Moreover, discrimination in India often begins in the family. Indian families’ tendency to prefer sons has resulted in an adverse sex ratio, particularly in some northern states. Moreover, in the same region, more than 60 percent of girls are married well before the legal age, making pregnancies among anemic and malnourished teenagers a common occurrence. But, at the same time, most girls complete 12 years of schooling in the northern mountain state of Himachal Pradesh, demonstrating that the north-south distinction is no more conclusive than countrywide generalizations.

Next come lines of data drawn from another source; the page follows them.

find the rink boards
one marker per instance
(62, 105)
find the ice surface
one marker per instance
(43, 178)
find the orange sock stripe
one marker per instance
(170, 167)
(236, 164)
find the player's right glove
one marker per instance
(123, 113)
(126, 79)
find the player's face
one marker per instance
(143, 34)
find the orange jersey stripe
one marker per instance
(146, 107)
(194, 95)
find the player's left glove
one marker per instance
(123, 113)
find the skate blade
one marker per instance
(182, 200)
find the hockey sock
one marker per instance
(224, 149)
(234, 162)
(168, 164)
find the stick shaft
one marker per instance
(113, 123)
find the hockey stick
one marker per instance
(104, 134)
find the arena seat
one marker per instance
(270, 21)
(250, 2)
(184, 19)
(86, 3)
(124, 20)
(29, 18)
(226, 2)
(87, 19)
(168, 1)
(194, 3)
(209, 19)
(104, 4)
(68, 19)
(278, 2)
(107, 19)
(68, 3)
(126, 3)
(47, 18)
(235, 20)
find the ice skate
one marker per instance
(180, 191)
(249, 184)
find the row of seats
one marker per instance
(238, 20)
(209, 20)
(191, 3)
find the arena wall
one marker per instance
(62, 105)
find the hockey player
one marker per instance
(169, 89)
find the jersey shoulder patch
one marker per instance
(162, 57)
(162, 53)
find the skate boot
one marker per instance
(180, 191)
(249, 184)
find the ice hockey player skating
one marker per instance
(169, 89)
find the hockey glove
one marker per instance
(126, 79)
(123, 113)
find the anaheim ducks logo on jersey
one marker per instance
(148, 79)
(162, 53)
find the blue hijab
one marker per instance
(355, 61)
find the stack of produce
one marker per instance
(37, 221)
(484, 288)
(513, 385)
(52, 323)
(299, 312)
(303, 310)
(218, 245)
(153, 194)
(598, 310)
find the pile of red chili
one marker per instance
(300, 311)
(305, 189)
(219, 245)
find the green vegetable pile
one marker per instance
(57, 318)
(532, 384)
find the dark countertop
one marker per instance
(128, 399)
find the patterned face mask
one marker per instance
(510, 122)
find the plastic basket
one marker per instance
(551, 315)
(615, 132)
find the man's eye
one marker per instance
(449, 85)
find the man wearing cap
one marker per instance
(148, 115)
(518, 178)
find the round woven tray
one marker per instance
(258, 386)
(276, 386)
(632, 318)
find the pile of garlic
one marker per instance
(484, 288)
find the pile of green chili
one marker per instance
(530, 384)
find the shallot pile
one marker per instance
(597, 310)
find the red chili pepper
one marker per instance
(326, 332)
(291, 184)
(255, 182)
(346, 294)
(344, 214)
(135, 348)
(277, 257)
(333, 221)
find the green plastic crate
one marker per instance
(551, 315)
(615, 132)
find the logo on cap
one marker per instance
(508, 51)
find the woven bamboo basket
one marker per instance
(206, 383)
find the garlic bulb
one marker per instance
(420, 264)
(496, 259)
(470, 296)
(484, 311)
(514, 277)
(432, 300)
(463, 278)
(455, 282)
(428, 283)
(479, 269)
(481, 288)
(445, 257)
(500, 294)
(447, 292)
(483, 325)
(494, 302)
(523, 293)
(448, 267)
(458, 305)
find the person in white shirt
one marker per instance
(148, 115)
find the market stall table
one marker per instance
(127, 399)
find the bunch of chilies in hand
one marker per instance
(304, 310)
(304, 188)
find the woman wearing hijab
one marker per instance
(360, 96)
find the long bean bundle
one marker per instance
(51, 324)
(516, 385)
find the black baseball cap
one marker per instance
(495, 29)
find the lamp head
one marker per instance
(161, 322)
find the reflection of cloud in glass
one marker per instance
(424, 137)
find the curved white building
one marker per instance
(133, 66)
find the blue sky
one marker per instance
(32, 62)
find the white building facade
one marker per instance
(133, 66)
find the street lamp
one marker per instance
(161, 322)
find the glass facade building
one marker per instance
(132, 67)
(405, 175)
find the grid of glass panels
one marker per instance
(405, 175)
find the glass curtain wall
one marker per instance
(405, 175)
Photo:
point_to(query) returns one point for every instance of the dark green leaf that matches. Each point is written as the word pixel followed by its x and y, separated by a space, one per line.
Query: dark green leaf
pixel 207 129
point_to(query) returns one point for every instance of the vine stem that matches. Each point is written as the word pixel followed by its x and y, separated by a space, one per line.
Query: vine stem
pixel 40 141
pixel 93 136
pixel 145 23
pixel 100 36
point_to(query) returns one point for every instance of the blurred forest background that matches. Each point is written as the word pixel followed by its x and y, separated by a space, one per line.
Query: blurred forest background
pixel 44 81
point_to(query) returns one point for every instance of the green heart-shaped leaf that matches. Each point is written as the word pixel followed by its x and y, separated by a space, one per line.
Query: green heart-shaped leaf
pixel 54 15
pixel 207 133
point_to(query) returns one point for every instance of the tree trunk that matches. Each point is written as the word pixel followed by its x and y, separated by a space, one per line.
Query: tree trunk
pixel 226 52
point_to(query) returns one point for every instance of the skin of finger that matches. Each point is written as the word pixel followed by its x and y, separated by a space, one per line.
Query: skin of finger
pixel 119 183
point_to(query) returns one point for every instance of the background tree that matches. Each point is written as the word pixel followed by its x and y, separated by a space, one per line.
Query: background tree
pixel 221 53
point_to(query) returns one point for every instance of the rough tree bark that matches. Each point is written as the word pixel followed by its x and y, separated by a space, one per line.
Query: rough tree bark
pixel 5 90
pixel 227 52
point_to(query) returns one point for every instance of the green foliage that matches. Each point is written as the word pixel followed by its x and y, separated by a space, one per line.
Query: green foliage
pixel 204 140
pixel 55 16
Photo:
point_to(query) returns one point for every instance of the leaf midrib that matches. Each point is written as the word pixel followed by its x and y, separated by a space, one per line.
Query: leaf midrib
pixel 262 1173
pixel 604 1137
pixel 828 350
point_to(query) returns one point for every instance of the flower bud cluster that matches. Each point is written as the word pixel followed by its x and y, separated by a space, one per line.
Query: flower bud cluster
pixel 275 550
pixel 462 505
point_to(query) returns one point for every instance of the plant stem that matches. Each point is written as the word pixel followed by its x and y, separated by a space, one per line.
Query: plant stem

To facilitate the design of effective targeted policies, India’s Central Statistical Organization is working to provide detailed data through a pilot project that captures Indian states’ SIGI indicators. The study will highlight the variations in social, cultural and economic barriers to female empowerment across India.
Policies based on generalities will not work. To initiate a fundamental shift in citizens’ gender-related attitudes and behavior, India’s leaders must understand — by the numbers — the often-dramatic disparities between their country’s individual states.